Reading for the Pleasure of the Language
My natural urge to keep up with every development in what is known in journalism as "nervous news" is waning. It may be that season after season of immersion in issues, conflicts, political intrigue, any given day's report of killing and maiming by gunshot, of wars and rumors of war brings on a kind of fatigue.
As an antidote, I have taken refuge yet again in the good writing of other times -- nothing that is new or news. I've recently read for about the 10th time in 50 years Anthony Trollope's novel Barchester Towers -- being Trollope's amused reaction to the foibles and sillinesses among the movers and shakers -- and would-be movers and shakers -- of the mid-19th century Church of England.
For every character Trollope created, no doubt out of some exposure to an actual person or persons, I am always able to find types in today's ecclesiastical world who probably have not read the novel, else they would not behave as Trollope had his churchy characters behave, e.g. Archdeacon Grantly; Mrs. Proudie, wife of the incumbent bishop of Barchester but, in reality, its de facto ruler; and not least the chaplain to the actual bishop, one Rev. Mr. Obadiah Slope with the likes of whom every diocese of every church for the past two millennia has had to suffer.

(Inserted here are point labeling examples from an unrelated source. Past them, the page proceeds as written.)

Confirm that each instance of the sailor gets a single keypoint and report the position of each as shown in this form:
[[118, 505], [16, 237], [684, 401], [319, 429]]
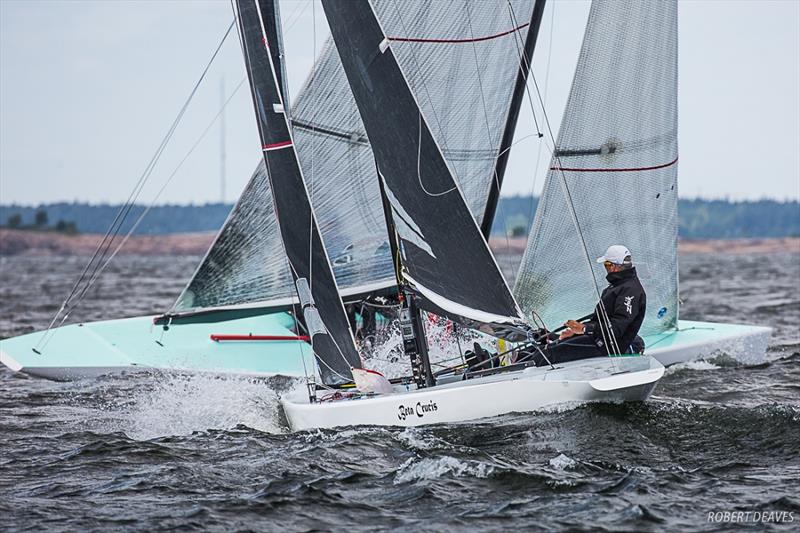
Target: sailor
[[614, 326]]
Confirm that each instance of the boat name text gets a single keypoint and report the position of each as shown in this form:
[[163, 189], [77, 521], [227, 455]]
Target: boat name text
[[404, 411]]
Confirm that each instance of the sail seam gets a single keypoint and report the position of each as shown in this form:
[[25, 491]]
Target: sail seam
[[631, 169], [276, 146], [458, 41]]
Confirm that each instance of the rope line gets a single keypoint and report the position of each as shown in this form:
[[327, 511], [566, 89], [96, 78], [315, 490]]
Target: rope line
[[611, 347], [114, 229]]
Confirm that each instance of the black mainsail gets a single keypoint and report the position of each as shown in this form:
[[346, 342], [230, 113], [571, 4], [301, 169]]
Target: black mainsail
[[457, 55], [445, 259], [316, 288]]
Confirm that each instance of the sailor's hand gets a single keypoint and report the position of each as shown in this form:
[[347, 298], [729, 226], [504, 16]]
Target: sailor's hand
[[575, 326]]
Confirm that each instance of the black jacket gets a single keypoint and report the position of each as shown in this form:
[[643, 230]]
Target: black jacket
[[625, 302]]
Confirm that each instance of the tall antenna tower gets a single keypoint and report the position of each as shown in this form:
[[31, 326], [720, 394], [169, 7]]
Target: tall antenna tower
[[222, 141]]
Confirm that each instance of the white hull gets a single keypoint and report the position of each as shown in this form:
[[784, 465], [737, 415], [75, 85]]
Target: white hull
[[531, 389], [134, 344]]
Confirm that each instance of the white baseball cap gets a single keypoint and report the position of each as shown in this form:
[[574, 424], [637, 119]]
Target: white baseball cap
[[615, 254]]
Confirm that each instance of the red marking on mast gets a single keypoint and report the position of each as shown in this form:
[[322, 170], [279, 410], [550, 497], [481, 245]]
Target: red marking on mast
[[218, 338], [457, 41], [634, 169], [276, 146]]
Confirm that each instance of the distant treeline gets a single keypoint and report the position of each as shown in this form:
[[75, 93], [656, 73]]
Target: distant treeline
[[699, 219]]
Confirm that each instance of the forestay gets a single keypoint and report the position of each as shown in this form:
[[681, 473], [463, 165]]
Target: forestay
[[320, 303], [459, 56], [444, 257], [616, 159]]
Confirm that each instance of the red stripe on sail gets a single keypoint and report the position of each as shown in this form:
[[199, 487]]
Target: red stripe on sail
[[275, 146], [634, 169], [456, 41]]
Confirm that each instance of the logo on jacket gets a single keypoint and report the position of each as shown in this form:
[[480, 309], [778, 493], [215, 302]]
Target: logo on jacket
[[629, 304]]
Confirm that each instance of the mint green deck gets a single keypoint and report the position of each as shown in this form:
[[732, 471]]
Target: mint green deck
[[133, 344]]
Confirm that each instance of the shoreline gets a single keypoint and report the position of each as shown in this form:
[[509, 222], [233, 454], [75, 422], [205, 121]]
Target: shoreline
[[36, 243]]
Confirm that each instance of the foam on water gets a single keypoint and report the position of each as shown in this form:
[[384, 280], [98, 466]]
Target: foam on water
[[562, 462], [700, 364], [433, 468], [173, 405]]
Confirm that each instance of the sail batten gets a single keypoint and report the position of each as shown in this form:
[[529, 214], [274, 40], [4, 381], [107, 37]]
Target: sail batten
[[617, 155], [314, 282], [443, 254]]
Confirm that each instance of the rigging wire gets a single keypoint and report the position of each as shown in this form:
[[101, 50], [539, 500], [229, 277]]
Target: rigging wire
[[114, 229], [443, 137], [611, 347], [495, 177], [532, 210], [152, 204]]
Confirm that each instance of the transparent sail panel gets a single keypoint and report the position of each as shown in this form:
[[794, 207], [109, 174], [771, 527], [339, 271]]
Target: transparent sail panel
[[460, 57], [617, 153]]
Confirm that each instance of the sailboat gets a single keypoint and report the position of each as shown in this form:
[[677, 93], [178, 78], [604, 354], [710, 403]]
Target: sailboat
[[443, 265], [238, 313]]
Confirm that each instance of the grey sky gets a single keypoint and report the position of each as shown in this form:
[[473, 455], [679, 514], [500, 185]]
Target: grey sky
[[87, 90]]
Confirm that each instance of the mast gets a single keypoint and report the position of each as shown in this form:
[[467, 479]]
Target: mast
[[316, 288], [513, 115], [446, 262], [415, 344]]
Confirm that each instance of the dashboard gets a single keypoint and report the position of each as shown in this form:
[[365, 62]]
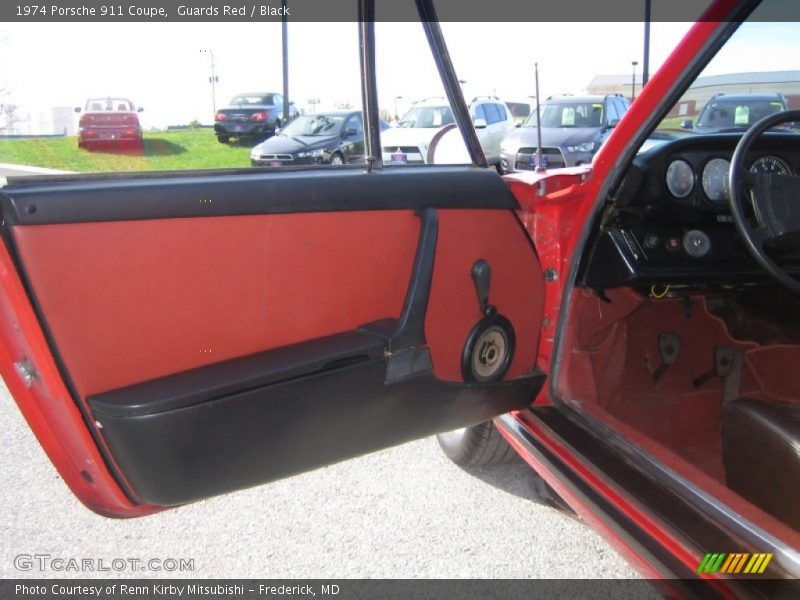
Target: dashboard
[[670, 224]]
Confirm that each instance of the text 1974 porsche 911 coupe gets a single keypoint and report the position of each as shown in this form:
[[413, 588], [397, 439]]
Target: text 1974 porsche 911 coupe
[[631, 326]]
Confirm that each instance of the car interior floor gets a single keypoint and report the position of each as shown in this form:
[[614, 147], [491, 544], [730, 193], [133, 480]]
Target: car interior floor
[[659, 371]]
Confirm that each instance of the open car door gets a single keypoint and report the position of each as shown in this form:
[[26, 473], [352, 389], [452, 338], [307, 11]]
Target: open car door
[[171, 337]]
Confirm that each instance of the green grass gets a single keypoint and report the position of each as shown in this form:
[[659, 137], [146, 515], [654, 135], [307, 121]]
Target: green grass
[[161, 150]]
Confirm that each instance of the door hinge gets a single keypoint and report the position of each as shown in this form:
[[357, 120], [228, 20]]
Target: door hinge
[[26, 371]]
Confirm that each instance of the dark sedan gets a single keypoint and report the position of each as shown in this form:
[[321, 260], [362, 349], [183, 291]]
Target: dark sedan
[[332, 138], [253, 115]]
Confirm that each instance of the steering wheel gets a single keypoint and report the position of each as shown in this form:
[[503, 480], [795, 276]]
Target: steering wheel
[[775, 201]]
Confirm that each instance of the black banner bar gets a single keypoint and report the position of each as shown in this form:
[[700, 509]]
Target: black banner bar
[[345, 589], [154, 11]]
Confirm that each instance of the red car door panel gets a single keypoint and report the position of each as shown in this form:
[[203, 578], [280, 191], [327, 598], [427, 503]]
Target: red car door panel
[[222, 331]]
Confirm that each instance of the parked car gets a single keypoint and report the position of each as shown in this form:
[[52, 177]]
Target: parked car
[[252, 116], [333, 138], [108, 120], [573, 129], [628, 327], [735, 112], [492, 121]]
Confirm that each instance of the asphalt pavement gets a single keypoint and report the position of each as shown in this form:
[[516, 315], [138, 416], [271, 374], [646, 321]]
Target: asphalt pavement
[[406, 512], [12, 170]]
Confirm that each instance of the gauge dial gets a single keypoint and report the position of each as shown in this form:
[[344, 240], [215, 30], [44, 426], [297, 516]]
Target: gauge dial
[[715, 180], [696, 243], [771, 165], [680, 178]]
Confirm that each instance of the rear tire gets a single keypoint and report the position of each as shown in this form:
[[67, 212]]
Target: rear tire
[[478, 446]]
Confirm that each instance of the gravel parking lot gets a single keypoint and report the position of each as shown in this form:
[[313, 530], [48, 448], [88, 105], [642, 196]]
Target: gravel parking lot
[[404, 512]]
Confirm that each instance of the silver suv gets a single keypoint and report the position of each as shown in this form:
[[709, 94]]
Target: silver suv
[[573, 129]]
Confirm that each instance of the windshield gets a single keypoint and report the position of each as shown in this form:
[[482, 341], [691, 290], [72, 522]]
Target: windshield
[[741, 113], [252, 100], [108, 105], [569, 114], [427, 116], [313, 125]]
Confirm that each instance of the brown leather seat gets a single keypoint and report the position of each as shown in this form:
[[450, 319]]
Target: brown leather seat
[[761, 454]]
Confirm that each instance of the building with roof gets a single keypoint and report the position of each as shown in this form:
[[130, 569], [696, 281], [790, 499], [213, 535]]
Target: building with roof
[[701, 91]]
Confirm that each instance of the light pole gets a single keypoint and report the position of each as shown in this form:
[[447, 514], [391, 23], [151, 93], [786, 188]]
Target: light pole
[[213, 79], [285, 52]]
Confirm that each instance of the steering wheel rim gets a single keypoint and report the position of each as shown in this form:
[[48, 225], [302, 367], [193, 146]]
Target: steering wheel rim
[[742, 185]]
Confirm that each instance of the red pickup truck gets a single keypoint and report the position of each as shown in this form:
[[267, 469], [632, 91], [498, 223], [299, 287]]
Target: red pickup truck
[[109, 120]]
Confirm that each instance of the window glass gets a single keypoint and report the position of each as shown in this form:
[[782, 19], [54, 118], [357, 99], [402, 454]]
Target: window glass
[[192, 97], [501, 112], [738, 87], [492, 116], [613, 109], [567, 113], [355, 122], [478, 112]]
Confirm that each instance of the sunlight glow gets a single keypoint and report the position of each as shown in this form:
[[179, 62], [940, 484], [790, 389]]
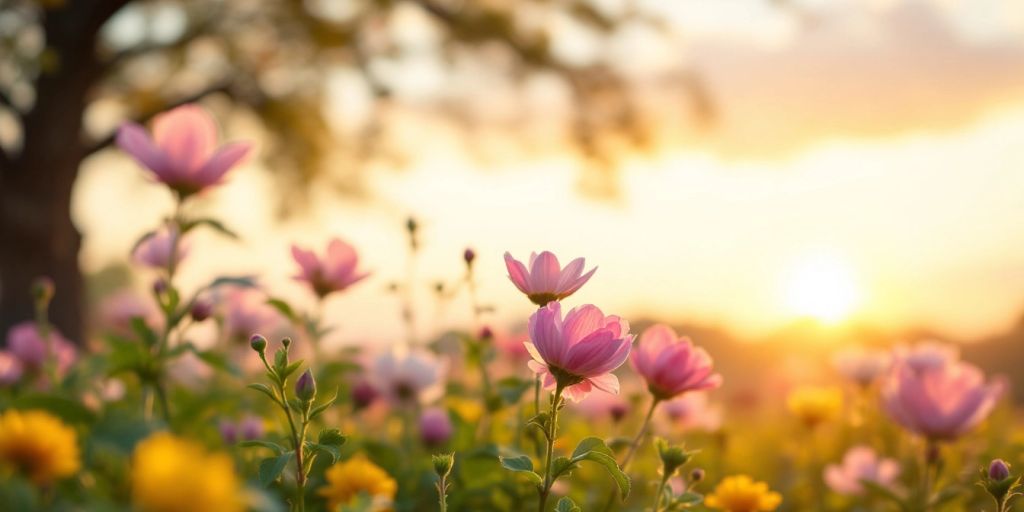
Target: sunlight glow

I dare say that others familiar with the novel would see me in the fatuity of one or another of its characters.
Done with Barchester Towers (for now), I turned to my paperback copy of Thucydides' History of The Peloponnesian War, having not done so for 25 years. I had spent some time, not happily, with it in my undergraduate days but decided to read it again in 1990 because then-U.S. Senator Sam Nunn, who was uncompromisingly opposed to the first Gulf War, suggested that his fellow solons do so before they voted to support George H.W. Bush in starting it.
I doubt many of them read it, but since I agreed with Nunn, I thought I should. At one time I could have stumbled through it in the Greek with a lexicon close at hand. However, last time I read the Richard Crawley translation and am doing so again.

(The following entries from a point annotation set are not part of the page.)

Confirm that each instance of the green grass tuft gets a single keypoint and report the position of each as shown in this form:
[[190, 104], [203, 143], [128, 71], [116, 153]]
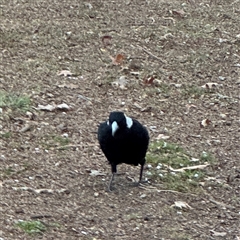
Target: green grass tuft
[[14, 101]]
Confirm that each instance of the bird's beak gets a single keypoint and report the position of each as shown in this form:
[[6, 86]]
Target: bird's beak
[[115, 127]]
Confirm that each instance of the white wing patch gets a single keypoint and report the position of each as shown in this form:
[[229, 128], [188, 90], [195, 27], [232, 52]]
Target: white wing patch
[[129, 121], [115, 127]]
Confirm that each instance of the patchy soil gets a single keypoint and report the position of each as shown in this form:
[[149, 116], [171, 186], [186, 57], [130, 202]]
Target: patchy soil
[[183, 45]]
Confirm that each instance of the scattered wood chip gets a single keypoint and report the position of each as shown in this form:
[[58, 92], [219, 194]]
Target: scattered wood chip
[[106, 40], [179, 12], [95, 173], [50, 108], [69, 85], [186, 168], [118, 60], [42, 190], [181, 205], [149, 80], [162, 136], [26, 128], [205, 122], [210, 85], [121, 82], [64, 73], [218, 234]]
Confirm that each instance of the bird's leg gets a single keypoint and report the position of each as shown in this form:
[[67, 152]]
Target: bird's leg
[[141, 172], [114, 171]]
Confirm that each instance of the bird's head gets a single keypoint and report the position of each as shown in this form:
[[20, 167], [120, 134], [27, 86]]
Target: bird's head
[[118, 120]]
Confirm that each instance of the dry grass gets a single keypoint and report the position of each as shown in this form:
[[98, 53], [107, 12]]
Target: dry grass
[[184, 45]]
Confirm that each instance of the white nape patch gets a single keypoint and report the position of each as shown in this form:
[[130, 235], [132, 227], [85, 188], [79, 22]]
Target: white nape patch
[[115, 127], [128, 121]]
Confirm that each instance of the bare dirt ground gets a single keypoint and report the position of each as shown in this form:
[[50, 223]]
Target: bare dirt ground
[[184, 45]]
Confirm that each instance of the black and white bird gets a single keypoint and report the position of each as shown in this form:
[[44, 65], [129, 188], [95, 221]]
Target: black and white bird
[[123, 140]]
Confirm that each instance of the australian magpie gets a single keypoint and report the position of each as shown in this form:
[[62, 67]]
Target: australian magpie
[[123, 140]]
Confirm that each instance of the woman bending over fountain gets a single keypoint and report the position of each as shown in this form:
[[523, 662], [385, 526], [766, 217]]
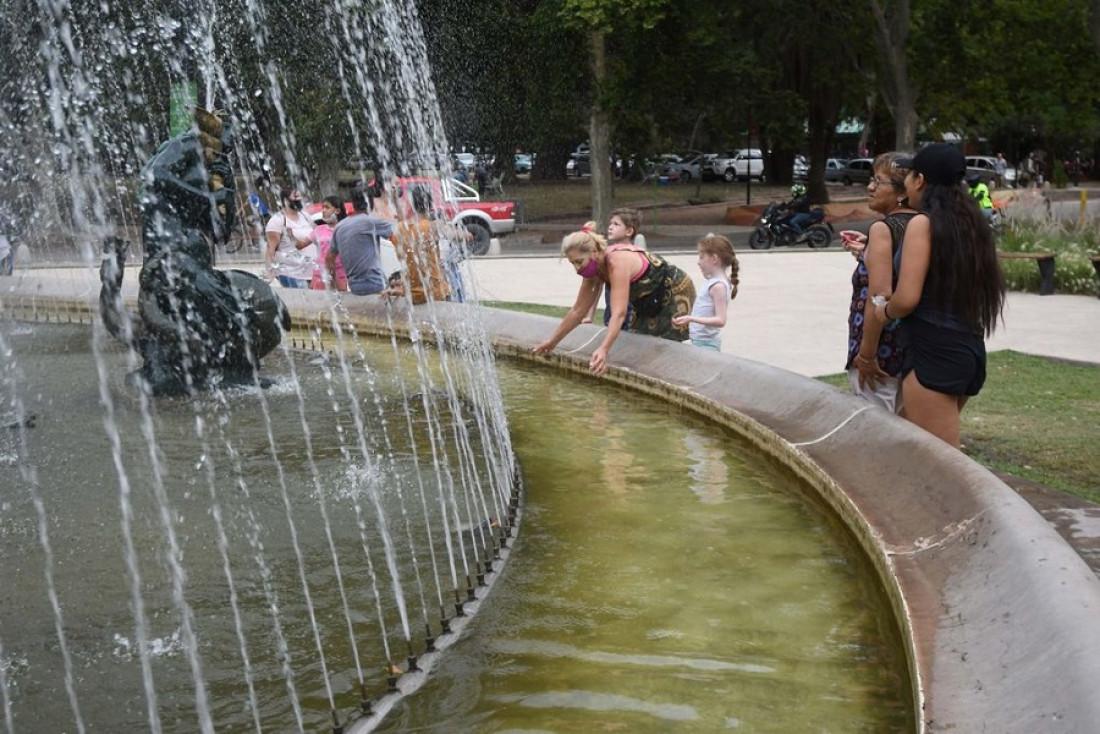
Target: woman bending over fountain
[[949, 294], [875, 351], [656, 289]]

Once again I am reminded of Thucydides' insistence that any war -- its beginning, its waging and its ending (usually bitter for all concerned) -- is entirely of human origin. He would look for no divine intervention on behalf of any belligerent involved. Message? Don't be led by religious sentiment into war or think one will get you out of it. Either way, it never ends well.

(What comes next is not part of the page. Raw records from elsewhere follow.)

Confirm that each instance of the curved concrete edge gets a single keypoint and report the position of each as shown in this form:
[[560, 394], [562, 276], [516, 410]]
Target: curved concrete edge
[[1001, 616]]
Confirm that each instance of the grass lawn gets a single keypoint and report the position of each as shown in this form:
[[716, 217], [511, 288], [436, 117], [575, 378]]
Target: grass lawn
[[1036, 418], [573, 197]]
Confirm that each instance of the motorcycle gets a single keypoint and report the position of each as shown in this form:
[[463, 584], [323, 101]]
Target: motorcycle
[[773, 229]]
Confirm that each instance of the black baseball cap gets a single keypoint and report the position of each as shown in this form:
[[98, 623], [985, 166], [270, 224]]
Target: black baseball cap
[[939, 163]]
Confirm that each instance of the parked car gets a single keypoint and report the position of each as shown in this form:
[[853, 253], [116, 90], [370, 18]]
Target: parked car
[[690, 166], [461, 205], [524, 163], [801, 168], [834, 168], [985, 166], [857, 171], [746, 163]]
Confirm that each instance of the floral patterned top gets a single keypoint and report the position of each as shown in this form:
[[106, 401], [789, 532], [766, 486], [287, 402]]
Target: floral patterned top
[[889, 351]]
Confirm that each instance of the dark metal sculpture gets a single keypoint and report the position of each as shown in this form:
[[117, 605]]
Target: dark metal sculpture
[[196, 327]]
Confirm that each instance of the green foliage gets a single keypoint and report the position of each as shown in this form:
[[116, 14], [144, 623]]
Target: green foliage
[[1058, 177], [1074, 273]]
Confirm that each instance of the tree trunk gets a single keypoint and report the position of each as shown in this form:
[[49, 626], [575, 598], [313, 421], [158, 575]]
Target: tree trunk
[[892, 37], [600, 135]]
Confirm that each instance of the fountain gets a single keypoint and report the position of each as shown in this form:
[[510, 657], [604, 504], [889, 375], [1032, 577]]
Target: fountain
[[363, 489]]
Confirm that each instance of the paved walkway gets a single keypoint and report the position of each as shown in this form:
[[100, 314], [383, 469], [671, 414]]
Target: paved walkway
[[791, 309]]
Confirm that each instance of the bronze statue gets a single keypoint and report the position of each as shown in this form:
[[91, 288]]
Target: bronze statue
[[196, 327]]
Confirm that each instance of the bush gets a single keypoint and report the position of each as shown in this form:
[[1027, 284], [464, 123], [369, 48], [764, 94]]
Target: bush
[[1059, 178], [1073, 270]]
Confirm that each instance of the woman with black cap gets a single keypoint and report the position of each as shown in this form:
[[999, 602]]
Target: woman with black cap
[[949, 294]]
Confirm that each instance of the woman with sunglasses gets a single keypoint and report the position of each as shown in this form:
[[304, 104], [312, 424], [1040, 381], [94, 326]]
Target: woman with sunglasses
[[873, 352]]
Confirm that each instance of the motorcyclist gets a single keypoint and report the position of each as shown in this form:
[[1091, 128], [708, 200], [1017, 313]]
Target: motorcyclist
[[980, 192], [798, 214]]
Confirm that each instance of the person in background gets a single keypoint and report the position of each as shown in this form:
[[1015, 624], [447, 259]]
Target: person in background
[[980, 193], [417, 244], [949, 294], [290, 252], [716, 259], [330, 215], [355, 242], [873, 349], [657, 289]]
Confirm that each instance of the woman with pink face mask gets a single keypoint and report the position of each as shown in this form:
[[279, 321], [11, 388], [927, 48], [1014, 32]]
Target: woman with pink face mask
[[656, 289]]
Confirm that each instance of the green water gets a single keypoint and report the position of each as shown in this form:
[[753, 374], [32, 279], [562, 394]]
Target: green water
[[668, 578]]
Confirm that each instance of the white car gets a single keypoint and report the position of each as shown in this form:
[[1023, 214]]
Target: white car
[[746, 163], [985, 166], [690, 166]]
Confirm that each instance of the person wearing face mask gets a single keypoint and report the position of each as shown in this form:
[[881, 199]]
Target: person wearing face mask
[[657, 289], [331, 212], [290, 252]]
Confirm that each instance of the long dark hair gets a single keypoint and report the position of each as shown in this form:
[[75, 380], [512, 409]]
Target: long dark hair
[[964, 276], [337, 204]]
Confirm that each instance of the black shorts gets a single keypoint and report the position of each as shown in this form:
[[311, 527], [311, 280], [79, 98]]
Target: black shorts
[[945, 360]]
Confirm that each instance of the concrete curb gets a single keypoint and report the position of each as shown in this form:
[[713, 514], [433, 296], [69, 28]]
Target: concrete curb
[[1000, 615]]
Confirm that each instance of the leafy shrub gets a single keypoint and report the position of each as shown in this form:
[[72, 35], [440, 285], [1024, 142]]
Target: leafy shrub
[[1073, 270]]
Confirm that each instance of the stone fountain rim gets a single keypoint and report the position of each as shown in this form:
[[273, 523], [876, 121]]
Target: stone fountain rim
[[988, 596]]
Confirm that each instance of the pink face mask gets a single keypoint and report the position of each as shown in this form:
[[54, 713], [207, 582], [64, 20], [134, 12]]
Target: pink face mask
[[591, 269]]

Withal, I love the language both of what little of Thucydides' original text I can still get through and the excellent Crawley translation.
The professor who taught creative writing in my senior year of college was very clear about the connection between writing and reading. His perennial advice was "Writers read, and good writers read a lot." It was he who exposed me to two authors of whose work I have since read "a lot" -- the aforementioned Trollope and the 20th century American novelist John P. Marquand.
I have five of Marquand's novels: The Late George Apley, Point of No Return, So Little Time, B.F.'s Daughter and Sincerely, Willis Wayde. I re-read a couple of them each year and do so for their use of the language and Marquand's pitch-perfect way of describing characters simply by putting the exactly right words on their lips. In that respect, his work reminds me of Trollope's.
When I read Trollope, Thucydides and Marquand, I find myself far from the madding crowd and secure for a while in other very different times. It's too bad I have not turned often enough to the Thomas Hardy novels that are on my shelves. However, just now I am once again reading through the novels of W. Somerset Maugham and have just recently taken up Cakes and Ale -- a novel, appropriately enough, about writers' lives and writing itself.
These days, I find myself scanning the newspapers sparingly. I listen to little radio news. "Television news" is an oxymoron. The foofaraw thrown up like dirt in a windstorm by the antics of the 247 Americans who think that they -- each one -- can succeed Barack Obama has become a laughing matter in my life. To alter Macbeth's soliloquy a tad, I dismiss it as "a tale told by idiot(s), full of sound and fury, signifying nothing." Consequently, my blood pressure registers at 130/72, and I smile more.